Maintenant, au moment où tu me lis, je ne suis plus dans le camp et n'y reviendrais pas. J'ai embarqué avec moi les lunettes de papa et ô combien je me souviens avec une douceur enfantine de toutes ces fois où elles glissaient sur son nez et qu'il les remontait avec agacement... Elles étaient cassées bien avant qu'elles ne le soient irrémédiablement, les verres rayés n'aidaient en rien sa vision défaillante, mais... Était-ce important ? Il parvenait à aller aux champs, s'occuper de ses poules et changer les litières. Je crois que pour ce qui compte vraiment, la vue n'a pas d'autant d'importance que le reste... C'est un bien voyant qui te dit ça.

Pardonne-moi cet élan sentimentaliste. Peut-être que quand les étoiles pâliront, je le rejoindrais et bon dieu... J'ai peur. Difficile de saisir que le pleutre que je suis puisse s'aventurer dans ces terres maudites... Mais pourtant c'est le cas. Le choix ne m'incombe plus.

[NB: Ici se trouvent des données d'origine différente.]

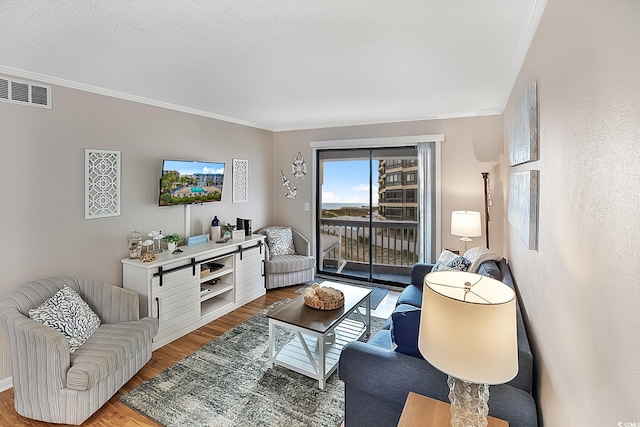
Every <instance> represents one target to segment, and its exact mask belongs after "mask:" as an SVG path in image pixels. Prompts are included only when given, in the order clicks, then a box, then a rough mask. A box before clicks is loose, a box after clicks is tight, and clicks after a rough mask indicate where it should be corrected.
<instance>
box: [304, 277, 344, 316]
mask: <svg viewBox="0 0 640 427" xmlns="http://www.w3.org/2000/svg"><path fill="white" fill-rule="evenodd" d="M304 303H305V305H308V306H309V307H312V308H317V309H318V310H335V309H336V308H340V307H342V306H343V305H344V294H343V293H342V292H341V291H339V290H337V289H334V288H332V287H329V286H320V285H319V284H317V283H314V284H313V285H311V286H310V287H308V288H307V289H306V290H305V291H304Z"/></svg>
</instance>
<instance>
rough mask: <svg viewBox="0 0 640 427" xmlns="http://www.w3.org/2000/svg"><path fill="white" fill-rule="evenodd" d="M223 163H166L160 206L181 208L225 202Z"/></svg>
mask: <svg viewBox="0 0 640 427" xmlns="http://www.w3.org/2000/svg"><path fill="white" fill-rule="evenodd" d="M223 183H224V163H221V162H199V161H195V160H163V161H162V177H161V178H160V197H159V200H158V204H159V205H160V206H178V205H189V204H201V203H209V202H219V201H221V200H222V185H223Z"/></svg>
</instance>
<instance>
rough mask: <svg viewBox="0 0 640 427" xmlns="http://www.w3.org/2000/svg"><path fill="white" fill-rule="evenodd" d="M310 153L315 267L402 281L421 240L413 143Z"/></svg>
mask: <svg viewBox="0 0 640 427" xmlns="http://www.w3.org/2000/svg"><path fill="white" fill-rule="evenodd" d="M316 158H317V162H318V164H317V168H316V171H317V173H318V176H317V180H316V182H317V183H318V188H317V190H318V191H317V198H318V200H317V201H316V202H317V204H316V206H317V207H318V214H317V218H318V220H317V224H316V235H317V236H318V238H317V239H316V241H317V244H318V247H317V252H316V253H318V254H319V256H318V260H319V263H318V264H319V265H318V271H319V273H324V274H326V275H335V276H340V277H345V278H352V279H359V280H363V281H367V282H379V283H393V284H398V283H404V284H408V283H409V282H410V275H411V266H412V265H413V264H415V263H416V262H418V260H419V258H420V255H421V251H422V246H421V245H422V244H423V243H424V242H423V239H422V238H420V233H419V228H420V227H419V221H420V218H421V217H422V218H424V215H421V208H420V189H421V187H422V186H423V185H424V184H421V182H420V177H421V176H424V172H422V173H421V172H420V164H421V163H422V162H420V161H419V155H418V149H417V148H416V147H415V146H414V147H392V148H371V149H339V150H318V151H317V156H316ZM423 181H424V179H423Z"/></svg>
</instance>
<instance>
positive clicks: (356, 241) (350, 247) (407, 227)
mask: <svg viewBox="0 0 640 427" xmlns="http://www.w3.org/2000/svg"><path fill="white" fill-rule="evenodd" d="M320 233H321V242H322V248H321V250H322V254H321V261H322V262H321V268H322V269H323V270H324V269H325V268H327V269H330V270H332V271H337V272H338V273H340V272H343V270H357V271H366V270H368V268H369V263H370V262H371V263H373V271H374V276H375V273H376V272H378V273H389V274H395V275H402V276H406V277H408V276H410V274H411V266H413V264H415V263H416V262H418V223H417V222H416V221H389V220H377V219H374V220H373V221H372V223H371V228H370V226H369V218H355V217H354V218H344V217H343V218H335V219H329V218H323V219H321V220H320Z"/></svg>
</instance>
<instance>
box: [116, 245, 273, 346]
mask: <svg viewBox="0 0 640 427" xmlns="http://www.w3.org/2000/svg"><path fill="white" fill-rule="evenodd" d="M180 249H181V250H182V251H183V252H182V253H180V254H172V253H171V252H169V251H165V252H162V253H160V254H156V260H155V261H153V262H141V261H139V260H137V259H129V258H125V259H123V260H122V282H123V287H125V288H127V289H131V290H133V291H136V292H137V293H138V294H139V295H140V317H144V316H153V317H155V318H157V319H159V322H160V328H159V329H158V333H157V334H156V336H155V338H154V339H153V349H154V350H155V349H157V348H159V347H162V346H163V345H165V344H168V343H170V342H171V341H173V340H175V339H177V338H180V337H181V336H183V335H185V334H187V333H189V332H191V331H193V330H195V329H197V328H199V327H201V326H203V325H205V324H207V323H209V322H211V321H212V320H214V319H217V318H218V317H220V316H222V315H224V314H226V313H228V312H230V311H232V310H235V309H236V308H238V307H240V306H242V305H244V304H246V303H248V302H250V301H253V300H254V299H256V298H258V297H259V296H261V295H264V294H265V282H264V257H265V248H264V236H262V235H255V234H254V235H251V236H246V237H244V236H243V237H242V238H240V239H233V240H229V241H228V242H226V243H215V242H208V243H203V244H200V245H195V246H181V247H180Z"/></svg>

Je m'en veux pour Sigmund. Paraissait-il à tes yeux le coupable idéal ? Pas aux miens, c'était juste un pauvre type sur lequel j'ai jeté mon dévolu par lâcheté. Il ne m'a jamais rien fait, son innocence était pure et moi... Je ne suis qu'une ordure que tu peux détester autant qu'elle se déteste. Tes sentiments en mon égard sont légitimes, je ne mérite pas ta pitié... Puis... Deux meurtres pour le prix d'un. J'aurais aimé éviter le doublé... J'ai maintenant deux vies à sauver pour me rattraper.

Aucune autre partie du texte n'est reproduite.